ONGAKOTAKU :: PERFUME, BABYMETAL et NAKAMURA EMI

PERFUME Future Pop 2LP (Universal)

Future Pop, le septième album des Japonaises de Perfume, ressemble exactement à ce que l’on attendait de lui. Malheureusement. Il est à la hauteur de son prétentieux titre, Yasutaka Nakata poussant ici la Guetta-ïsation de son art dans ses derniers retranchements. L’entrée en matière est pourtant déstabilisante. Une intro expéditive, deux morceaux (Future Pop et If You Wanna) qui se terminent au bout de deux refrains avant un Tokyo Girl plus EDM que le Fyre Festival. Étrange. Déroutant. Capsule ne sait plus quoi faire pour se réinventer. Malgré cet étrange éclair instrumental intitulé Fusion, la suite déçoit forcément. Tiny Baby, Let Me Know et toute la face C. Rien à sauver car rien à se remémorer. Aucune mélodie accrocheuse, aucun refrain fédérateur si ce n’est des sonorités interchangeables empruntées à Avicii et ses potes qui mixent débranchés. 天空 rallume pourtant la flamme du briquet, mais le souffle grotesque d’Everyday la fait disparaître aussitôt, terminant cet album que l’on écoutera une fois pour découvrir l’ampleur du désastre, deux fois pour vérifier qu’on n’a pas rêvé la première fois, mais certainement pas trois fois pour confirmer que c’était une grosse merde.

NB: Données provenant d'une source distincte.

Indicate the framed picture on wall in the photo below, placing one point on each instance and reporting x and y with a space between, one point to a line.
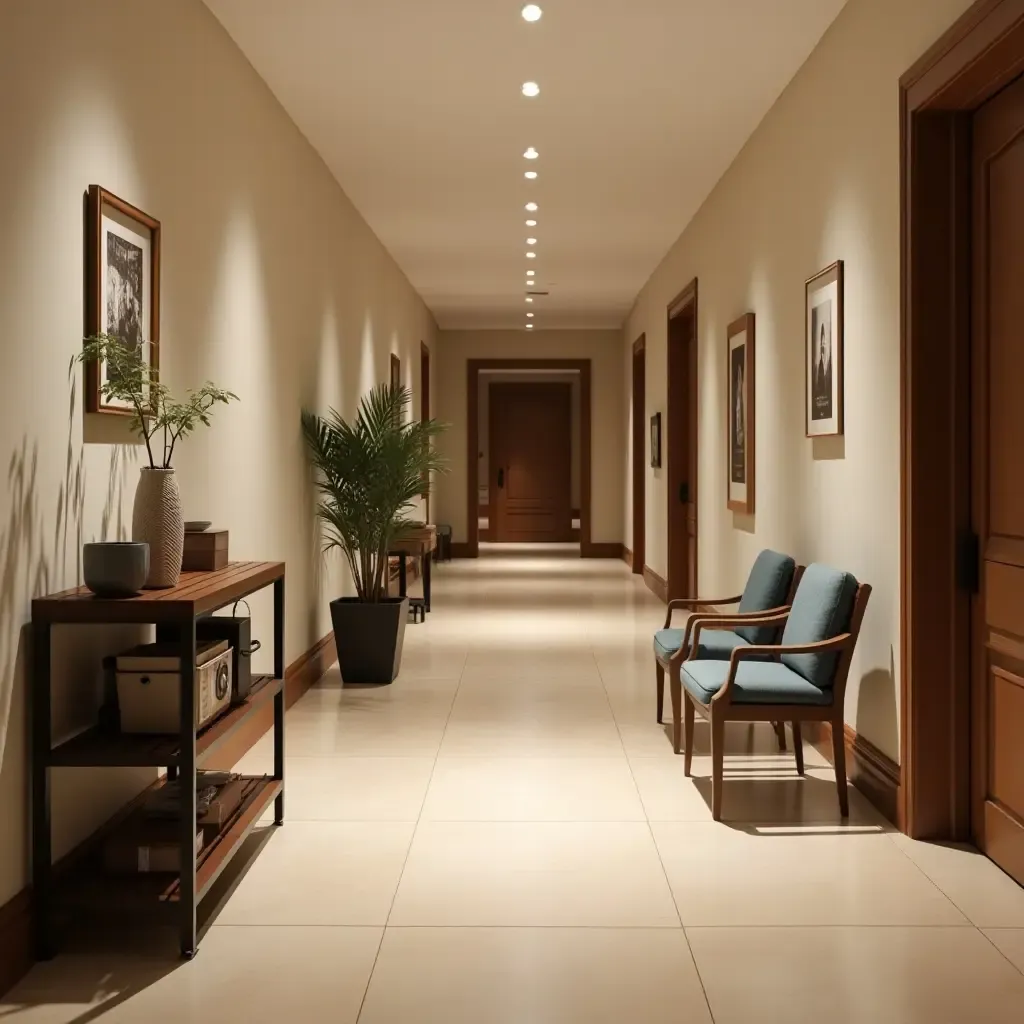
823 352
739 407
122 287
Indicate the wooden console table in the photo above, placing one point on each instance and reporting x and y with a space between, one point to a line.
197 595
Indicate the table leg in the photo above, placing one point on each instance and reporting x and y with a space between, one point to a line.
279 698
42 858
186 788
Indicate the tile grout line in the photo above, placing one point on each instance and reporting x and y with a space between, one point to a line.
412 840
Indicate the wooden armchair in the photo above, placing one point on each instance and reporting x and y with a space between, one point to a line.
801 679
768 590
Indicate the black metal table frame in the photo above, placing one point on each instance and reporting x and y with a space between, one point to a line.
42 866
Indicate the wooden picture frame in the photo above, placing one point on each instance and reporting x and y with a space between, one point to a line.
740 419
122 286
823 352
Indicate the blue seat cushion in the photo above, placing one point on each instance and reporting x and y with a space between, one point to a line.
821 609
756 682
714 643
767 587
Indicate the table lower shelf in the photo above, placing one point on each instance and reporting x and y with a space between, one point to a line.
99 749
90 889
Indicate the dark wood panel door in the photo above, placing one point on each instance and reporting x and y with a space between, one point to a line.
682 452
530 462
997 484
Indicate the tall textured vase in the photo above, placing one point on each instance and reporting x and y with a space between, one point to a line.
157 520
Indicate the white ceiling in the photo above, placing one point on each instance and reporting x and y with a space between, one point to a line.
416 108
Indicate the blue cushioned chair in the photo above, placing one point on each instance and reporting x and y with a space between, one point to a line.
768 590
801 679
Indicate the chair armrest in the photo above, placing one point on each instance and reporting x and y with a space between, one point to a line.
693 602
770 616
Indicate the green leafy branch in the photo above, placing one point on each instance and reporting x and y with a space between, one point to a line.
155 412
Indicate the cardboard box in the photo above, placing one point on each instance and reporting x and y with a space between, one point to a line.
143 845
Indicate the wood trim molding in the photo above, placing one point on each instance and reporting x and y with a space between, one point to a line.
657 586
470 548
982 51
872 772
601 550
15 914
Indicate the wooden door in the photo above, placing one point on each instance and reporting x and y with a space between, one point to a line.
682 448
640 455
997 479
530 462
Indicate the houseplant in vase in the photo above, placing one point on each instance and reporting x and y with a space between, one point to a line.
370 473
161 421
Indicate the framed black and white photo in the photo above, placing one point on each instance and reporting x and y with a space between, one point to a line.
739 413
122 287
655 440
823 352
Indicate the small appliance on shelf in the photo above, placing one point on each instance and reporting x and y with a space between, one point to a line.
148 680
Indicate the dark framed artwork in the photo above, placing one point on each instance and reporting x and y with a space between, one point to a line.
655 440
122 287
739 412
823 352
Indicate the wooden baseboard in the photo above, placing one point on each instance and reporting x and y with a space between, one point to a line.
602 551
655 584
875 773
15 914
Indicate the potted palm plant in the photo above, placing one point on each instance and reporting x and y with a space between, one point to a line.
370 473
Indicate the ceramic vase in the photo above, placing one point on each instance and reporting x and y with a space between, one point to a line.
157 520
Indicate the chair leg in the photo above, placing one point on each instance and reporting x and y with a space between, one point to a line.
779 728
717 761
839 758
676 692
659 669
688 713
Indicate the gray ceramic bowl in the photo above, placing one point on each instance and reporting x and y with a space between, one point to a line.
116 568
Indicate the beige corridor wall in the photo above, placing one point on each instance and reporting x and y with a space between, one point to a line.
818 181
272 286
455 348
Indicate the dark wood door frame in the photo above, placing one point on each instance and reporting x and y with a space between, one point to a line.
473 370
977 57
638 554
678 418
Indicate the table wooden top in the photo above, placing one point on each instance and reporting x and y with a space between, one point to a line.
196 594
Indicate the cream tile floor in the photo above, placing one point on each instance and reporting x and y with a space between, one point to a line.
504 837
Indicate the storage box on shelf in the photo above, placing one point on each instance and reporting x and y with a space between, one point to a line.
198 594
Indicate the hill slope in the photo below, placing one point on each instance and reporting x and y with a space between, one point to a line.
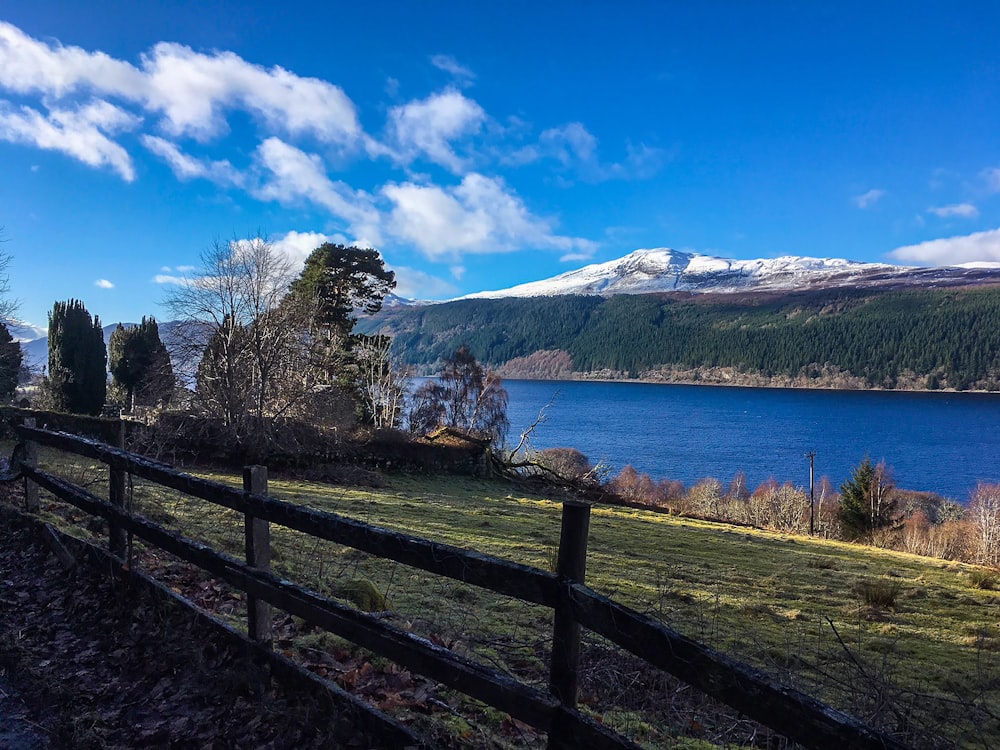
898 338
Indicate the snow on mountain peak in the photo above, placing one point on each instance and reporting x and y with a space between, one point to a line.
664 269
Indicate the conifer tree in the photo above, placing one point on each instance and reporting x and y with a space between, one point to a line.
140 364
77 380
867 500
10 363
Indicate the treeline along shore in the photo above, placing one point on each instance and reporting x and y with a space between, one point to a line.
910 339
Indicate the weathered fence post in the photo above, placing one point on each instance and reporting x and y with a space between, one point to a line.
31 503
117 483
258 549
572 566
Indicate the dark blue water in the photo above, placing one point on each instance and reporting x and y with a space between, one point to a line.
944 443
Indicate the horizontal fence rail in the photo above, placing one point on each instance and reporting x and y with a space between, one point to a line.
501 576
784 709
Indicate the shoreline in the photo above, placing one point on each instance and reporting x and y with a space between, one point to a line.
747 381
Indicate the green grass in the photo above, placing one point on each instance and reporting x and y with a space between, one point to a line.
844 622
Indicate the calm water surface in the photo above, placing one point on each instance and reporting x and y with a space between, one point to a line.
941 442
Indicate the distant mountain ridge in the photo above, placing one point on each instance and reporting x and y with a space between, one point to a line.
650 271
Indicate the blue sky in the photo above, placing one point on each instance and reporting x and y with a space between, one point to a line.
483 145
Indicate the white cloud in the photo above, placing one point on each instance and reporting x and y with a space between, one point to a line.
186 167
190 89
965 210
576 148
30 66
428 127
81 133
979 247
414 284
478 216
992 177
449 64
569 143
298 245
865 200
291 175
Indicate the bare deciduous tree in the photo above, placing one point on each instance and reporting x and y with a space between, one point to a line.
382 380
241 336
984 511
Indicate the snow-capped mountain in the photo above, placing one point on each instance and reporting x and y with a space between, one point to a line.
666 270
24 332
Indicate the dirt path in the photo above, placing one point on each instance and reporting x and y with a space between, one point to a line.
98 665
17 732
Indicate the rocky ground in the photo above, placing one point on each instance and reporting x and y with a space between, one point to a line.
87 661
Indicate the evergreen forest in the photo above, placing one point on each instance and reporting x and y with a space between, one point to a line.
944 337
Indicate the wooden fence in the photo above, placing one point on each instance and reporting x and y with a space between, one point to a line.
575 605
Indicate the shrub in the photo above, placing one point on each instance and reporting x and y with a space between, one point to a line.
879 593
984 579
363 594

BABYMETAL Distortion 12’ (EarMusic)

Par principe et par ignorance, j’étais prêt à crucifier ce nouveau morceau de Babymetal. Parce que j’ai tout doucement perdu foi en le Dieu Renard et son empire du marketing. Parce que les excès de communication nuisent bien souvent à l’intérêt que je porte généralement à un groupe. Parce que d’autres formations plus sincères et habitées par leur art noir font le job bien mieux que leur modèle matriciel (au hasard, Necronomidol).
Avec un mélange étrange d’appréhension et de m’en-foutisme, j’ai donc posé le diamant sur le sillon. Et je n’ai pas pleuré. Au contraire. Distortion est un excellent morceau. Trois minutes de metalcore pour grands enfants, la messe fluo est dite avec le sourire et des fourmis dans les jambes. Ça moshe, ça mitraille à la batt-rig, ça riffe avec une précision phénoménale et ça chante merveilleusement juste. Bref, c’est un bon petit tube entêtant et mélodique dont seul Key Kobayashi a le secret. Espérons que l’album (s’il doit y en avoir un troisième) sera à la hauteur de cette promesse sonique.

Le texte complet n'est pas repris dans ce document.